Berlin stories: the making of an American legend

Portland Center Stage's "Hershey Felder as Irving Berlin" sings and tells the story of the outsider who became the deeply driven voice of the nation

For all of the great American songwriter Irving Berlin’s genuine patriotism and genius for tapping the vitality of the nation’s popular spirit, he comes across in Hershey Felder as Irving Berlin as something of a dyspeptic old coot.

Then again, when we meet him (in a clever bit of stagecraft, as the invisible inhabitant of a wheelchair that sits stage right on the Mainstage at Portland Center Stage) he’s a disgruntled centenarian, crushed by the recent loss of his wife of more than sixty years, haunted by the feeling that the popular culture he did so much to help create has passed him by, and, mostly, just tired of life.

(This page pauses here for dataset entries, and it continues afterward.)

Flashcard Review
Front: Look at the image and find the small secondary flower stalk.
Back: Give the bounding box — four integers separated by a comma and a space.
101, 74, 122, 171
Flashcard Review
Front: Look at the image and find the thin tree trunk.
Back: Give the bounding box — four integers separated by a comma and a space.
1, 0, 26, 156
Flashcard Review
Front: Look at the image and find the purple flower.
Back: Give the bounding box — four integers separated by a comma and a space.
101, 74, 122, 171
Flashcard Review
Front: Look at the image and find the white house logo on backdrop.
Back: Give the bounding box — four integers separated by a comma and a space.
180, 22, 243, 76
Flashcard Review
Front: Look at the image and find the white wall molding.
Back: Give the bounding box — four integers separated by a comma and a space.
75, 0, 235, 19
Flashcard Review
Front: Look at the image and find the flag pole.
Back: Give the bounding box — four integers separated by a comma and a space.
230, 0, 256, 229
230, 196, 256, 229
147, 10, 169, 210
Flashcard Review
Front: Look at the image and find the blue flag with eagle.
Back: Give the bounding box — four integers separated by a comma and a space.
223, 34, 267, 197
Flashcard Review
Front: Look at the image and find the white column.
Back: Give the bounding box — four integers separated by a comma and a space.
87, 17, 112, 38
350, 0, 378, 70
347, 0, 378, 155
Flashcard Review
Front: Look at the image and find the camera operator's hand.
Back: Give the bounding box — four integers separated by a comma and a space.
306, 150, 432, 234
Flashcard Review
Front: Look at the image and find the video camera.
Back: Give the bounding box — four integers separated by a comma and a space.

Fortunately his younger self, in the person of singer, pianist, playwright, and solo performer Felder, is on hand to speak for him, act as an intermediary between the very private Berlin and his adoring audience, and explain the personal and cultural context of the extraordinary book of roughly 1,500 songs for which the man born Israel Isidore Beilin (or Baline) wrote both music and lyrics, altering forever the landscape of American popular music.

Felder at the keyboard as Berlin. Photo: Eighty Eight Entertainment

Felder at the keyboard as Berlin. Photo: Eighty Eight Entertainment

In Friday night’s opening performance at Center Stage, Felder was a brash and pounding presence, attacking Berlin’s songs with dominating passion and the piano keyboard with emphatic fury, as if he were afraid some fugitive modern reinterpretation might escape and misrepresent Berlin’s original intentions. It seemed apt. Felder’s delivery of this bounty of songs was distinguished by a fidelity to the periods in which the music was composed, reaching back in spirit to the straightforwardness of Berlin’s hero Stephen Foster and for the most part (although he began his career writing tunes for the dance crazes that swept the nation in the early years of the 20th century) avoiding the syncopations of the swing and jazz revolutions that came to represent and in many ways reinvigorate the Great American Songbook. If Berlin’s songs were simple compared to Porter’s or Gershwin’s, they also had the power of directness. They were essentially American statements of optimistic populism, with a potent blend of honest sentimentality and the hard nut of basic truths. They were songs you could hum. Songs you did hum.